What absorbed my day primarily was the PTSD flashback triggered by the release of a very negative staff report from Mountain House discussing the fate of the beavers and their water-ruining ways. You know how it is: 15 pages of alarm and acronyms so that the whole problem sounds so complex you really shouldn’t worry your pretty little head about it. And an obviously manufactured possible ‘compromise’ offered with such a HUGE price-tag on it that everyone will want the beavers killed. Honestly, I thought the days of panicked research were behind me – but after an afternoon of labor I managed to issue a fairly intelligent response to their ministerial hysterics.
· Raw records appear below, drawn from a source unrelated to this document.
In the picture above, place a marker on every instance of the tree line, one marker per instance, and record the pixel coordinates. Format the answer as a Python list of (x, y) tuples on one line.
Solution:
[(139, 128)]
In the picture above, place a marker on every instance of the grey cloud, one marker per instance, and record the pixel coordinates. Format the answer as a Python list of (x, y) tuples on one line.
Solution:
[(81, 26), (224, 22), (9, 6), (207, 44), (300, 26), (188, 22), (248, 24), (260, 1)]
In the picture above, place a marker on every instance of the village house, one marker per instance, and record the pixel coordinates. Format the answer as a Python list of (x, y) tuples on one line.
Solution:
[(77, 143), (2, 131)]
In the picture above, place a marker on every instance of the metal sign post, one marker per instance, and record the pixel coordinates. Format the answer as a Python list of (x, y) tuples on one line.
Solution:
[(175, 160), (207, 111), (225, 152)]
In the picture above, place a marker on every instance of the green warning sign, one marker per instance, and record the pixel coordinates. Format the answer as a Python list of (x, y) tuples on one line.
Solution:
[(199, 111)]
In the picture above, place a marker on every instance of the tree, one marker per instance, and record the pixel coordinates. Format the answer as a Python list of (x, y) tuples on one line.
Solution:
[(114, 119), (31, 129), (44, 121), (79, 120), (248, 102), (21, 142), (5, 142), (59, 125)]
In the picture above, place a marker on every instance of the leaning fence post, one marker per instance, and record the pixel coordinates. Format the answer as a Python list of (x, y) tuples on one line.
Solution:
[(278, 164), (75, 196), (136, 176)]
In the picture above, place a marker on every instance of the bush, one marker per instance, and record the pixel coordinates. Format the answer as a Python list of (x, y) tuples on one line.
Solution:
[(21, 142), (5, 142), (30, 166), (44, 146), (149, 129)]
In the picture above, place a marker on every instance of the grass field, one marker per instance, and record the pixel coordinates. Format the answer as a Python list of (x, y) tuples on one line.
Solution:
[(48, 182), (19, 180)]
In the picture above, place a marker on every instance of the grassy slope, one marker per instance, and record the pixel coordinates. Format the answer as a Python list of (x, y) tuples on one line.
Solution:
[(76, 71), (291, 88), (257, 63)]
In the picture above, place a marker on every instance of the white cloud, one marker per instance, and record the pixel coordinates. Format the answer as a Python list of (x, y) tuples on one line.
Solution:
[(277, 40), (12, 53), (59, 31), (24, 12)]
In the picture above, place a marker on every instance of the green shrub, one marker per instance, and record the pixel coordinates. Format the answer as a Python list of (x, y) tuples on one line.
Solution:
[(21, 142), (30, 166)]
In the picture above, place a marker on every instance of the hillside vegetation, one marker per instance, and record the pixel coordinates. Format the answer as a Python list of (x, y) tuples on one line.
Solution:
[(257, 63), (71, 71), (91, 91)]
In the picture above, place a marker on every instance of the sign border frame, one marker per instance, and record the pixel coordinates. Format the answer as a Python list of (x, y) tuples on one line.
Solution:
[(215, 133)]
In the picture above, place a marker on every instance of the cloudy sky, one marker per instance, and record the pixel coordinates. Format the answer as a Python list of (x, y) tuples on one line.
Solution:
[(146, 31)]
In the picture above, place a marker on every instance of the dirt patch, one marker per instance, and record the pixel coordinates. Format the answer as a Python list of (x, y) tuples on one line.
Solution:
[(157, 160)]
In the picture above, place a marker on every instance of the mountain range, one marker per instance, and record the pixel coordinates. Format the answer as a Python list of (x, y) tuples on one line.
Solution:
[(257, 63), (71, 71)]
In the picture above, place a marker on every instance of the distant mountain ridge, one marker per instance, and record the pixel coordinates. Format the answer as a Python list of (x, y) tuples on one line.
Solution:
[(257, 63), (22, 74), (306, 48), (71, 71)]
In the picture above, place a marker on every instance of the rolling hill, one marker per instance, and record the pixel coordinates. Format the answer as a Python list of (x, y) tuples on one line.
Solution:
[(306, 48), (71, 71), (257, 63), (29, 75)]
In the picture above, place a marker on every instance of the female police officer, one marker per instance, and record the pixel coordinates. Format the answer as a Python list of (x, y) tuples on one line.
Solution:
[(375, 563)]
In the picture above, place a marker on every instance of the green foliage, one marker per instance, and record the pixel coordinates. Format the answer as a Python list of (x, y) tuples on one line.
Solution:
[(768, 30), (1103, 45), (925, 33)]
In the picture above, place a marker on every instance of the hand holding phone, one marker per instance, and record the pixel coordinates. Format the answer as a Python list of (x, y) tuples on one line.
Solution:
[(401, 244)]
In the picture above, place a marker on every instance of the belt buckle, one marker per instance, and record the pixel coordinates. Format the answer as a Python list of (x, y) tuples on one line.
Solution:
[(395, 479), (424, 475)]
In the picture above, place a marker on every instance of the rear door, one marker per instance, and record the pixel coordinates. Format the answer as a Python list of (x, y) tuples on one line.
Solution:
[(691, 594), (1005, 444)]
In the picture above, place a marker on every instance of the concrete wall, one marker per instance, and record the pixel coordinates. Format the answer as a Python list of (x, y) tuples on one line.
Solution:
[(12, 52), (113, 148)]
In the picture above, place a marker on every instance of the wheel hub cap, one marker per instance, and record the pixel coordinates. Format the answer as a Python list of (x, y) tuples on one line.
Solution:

This sentence was, of course, my chief motivator:
“It is clearly evident that in controlling the sequence of repairs and the financial burden that follows, beaver removal is the only option.”
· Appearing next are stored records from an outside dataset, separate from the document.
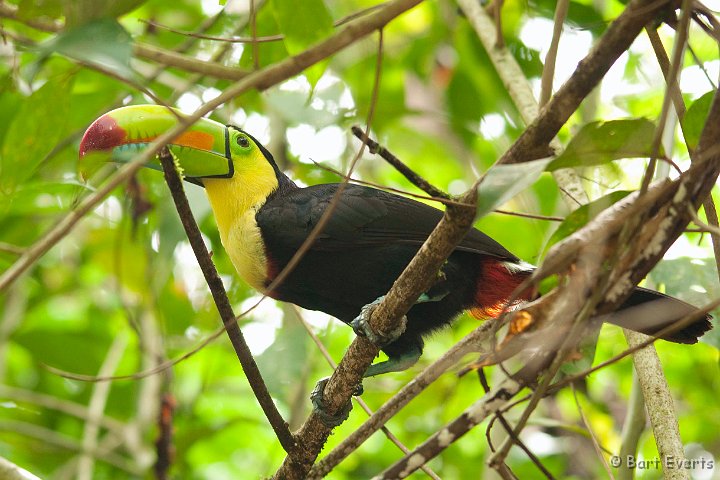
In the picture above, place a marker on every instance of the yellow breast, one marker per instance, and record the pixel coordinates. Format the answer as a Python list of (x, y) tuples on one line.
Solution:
[(243, 242), (234, 204)]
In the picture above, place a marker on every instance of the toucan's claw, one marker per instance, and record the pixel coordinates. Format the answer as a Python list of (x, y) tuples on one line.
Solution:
[(361, 325), (317, 397)]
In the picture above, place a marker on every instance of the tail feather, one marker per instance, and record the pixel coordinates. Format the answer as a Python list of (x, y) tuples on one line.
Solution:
[(645, 311), (649, 312)]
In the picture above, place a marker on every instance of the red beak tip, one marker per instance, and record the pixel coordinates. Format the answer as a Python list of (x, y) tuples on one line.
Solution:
[(103, 134)]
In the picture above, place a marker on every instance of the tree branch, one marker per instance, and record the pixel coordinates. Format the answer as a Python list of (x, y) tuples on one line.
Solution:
[(260, 79), (223, 305), (534, 141), (417, 278), (478, 340)]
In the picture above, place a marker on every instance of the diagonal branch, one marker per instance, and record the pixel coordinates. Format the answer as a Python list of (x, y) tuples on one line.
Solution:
[(534, 141), (261, 80), (417, 278)]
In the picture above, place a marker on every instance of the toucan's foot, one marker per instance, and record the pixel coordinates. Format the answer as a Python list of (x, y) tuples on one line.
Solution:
[(395, 364), (362, 327), (318, 401)]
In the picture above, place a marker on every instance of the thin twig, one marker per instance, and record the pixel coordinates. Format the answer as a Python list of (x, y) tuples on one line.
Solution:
[(633, 426), (8, 248), (548, 75), (593, 437), (223, 305), (478, 340), (672, 75), (398, 164), (254, 38), (333, 365), (96, 407)]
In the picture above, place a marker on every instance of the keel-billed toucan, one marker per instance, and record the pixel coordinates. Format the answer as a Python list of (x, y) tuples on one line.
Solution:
[(264, 217)]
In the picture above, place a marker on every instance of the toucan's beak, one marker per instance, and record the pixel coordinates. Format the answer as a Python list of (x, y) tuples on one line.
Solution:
[(202, 150)]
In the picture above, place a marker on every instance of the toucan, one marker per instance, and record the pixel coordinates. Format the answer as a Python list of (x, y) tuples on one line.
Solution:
[(263, 218)]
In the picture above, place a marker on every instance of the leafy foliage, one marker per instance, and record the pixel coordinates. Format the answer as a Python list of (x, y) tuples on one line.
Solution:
[(124, 280)]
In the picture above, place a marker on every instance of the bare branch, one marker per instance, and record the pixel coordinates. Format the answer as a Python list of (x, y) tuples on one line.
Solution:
[(223, 305), (261, 79)]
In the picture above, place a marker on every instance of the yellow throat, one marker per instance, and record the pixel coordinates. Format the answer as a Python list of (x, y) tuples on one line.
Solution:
[(235, 202)]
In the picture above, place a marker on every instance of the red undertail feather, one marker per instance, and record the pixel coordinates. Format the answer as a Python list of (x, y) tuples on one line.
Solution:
[(495, 283)]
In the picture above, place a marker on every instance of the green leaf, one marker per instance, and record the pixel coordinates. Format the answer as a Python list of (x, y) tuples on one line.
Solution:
[(103, 43), (694, 120), (502, 182), (34, 132), (581, 216), (304, 24), (32, 9), (598, 143), (79, 12)]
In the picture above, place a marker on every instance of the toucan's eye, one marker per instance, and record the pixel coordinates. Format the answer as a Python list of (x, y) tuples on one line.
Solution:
[(243, 141)]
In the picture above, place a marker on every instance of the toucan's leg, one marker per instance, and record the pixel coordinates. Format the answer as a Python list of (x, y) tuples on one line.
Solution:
[(397, 363), (318, 401), (362, 327)]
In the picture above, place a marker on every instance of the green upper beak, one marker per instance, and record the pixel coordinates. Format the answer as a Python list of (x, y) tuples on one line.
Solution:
[(202, 150)]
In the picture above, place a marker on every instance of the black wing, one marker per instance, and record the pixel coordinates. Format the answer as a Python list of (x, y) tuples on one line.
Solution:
[(362, 217)]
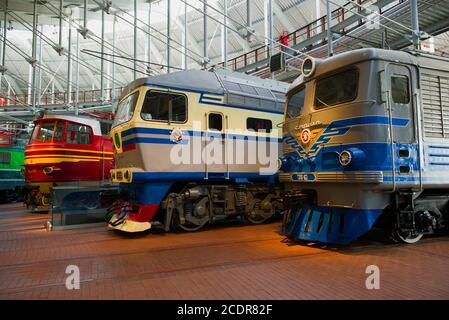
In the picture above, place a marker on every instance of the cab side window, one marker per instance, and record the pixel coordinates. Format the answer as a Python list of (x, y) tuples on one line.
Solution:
[(78, 134), (59, 131), (46, 131), (256, 124), (400, 89), (163, 106), (215, 121)]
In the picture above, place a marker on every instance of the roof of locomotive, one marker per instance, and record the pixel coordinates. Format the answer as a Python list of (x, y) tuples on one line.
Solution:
[(237, 88), (91, 122), (348, 58)]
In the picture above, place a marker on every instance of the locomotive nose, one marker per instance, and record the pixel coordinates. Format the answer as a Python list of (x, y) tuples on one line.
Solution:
[(51, 170)]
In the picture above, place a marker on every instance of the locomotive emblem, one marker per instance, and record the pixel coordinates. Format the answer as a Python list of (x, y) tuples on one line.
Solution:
[(177, 135), (305, 136)]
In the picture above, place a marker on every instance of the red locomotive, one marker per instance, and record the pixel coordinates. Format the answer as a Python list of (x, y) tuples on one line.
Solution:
[(66, 150)]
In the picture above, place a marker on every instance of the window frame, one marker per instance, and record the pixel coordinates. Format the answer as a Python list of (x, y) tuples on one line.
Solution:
[(78, 144), (260, 131), (408, 88), (8, 155), (169, 112), (136, 91), (40, 128), (63, 137), (10, 142), (222, 121), (327, 76), (292, 93)]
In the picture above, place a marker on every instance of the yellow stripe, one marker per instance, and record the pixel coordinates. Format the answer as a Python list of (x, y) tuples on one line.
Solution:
[(63, 149), (56, 160), (66, 156)]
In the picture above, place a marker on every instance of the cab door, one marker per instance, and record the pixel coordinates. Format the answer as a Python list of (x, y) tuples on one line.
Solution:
[(405, 149), (215, 143)]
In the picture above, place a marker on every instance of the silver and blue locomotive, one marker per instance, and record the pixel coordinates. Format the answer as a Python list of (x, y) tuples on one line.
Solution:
[(190, 149), (366, 144)]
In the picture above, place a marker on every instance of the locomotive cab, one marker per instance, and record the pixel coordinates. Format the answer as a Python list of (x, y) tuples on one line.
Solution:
[(64, 150), (358, 145), (181, 149)]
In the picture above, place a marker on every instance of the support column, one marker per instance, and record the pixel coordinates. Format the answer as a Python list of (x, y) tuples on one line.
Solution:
[(77, 72), (149, 40), (168, 36), (113, 59), (102, 58), (39, 85), (268, 13), (185, 37), (249, 20), (415, 24), (69, 64), (5, 18), (205, 34), (33, 56), (330, 49), (224, 31), (59, 48), (135, 40), (84, 30)]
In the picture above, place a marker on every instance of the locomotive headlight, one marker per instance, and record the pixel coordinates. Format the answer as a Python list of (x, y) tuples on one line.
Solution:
[(282, 163), (126, 175), (345, 158)]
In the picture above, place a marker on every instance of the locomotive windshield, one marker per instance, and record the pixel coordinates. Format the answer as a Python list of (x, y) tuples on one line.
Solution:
[(162, 106), (295, 104), (125, 109), (336, 89)]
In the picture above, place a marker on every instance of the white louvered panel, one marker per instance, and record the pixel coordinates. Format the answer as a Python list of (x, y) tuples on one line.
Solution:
[(435, 106)]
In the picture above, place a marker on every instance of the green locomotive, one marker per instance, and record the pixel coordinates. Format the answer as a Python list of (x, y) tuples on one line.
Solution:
[(12, 151)]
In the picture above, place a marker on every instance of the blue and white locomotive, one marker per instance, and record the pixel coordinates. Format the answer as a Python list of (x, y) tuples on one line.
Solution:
[(191, 148), (366, 143)]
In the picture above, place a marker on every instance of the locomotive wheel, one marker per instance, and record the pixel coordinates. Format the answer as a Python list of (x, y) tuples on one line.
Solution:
[(260, 211), (414, 236), (192, 226), (409, 238), (199, 217)]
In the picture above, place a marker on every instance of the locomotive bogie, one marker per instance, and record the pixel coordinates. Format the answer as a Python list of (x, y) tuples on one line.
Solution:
[(201, 130)]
It’s actually in moments like these that I’m happy that beaver relocation isn’t legal in California. The only real power that can motivate enough public backlash to get this staff report challenged is the distaste people feel about killing things that are in their way. If there was an option to just ‘move’ them into someone else’s way, and folks could fantasize that they’d done the right thing because the beavers would be happier in the forest or whatever – support would dry up pretty fast. Here’s my response if you’re interested. I’m sure there are all kinds of typos. Their report was given to me at 3 pm and I was pounding out my response until 7.
The MOST interesting part of this report to me was the part where they say staff already had an ‘expert’ come out and advice them about the beavers in 2011. Hmm. I’m laying a finger aside my nose and predicting that we can GUESS who that ‘expert’ was. The same ‘expert’ that advised our public works that flow devices always fail.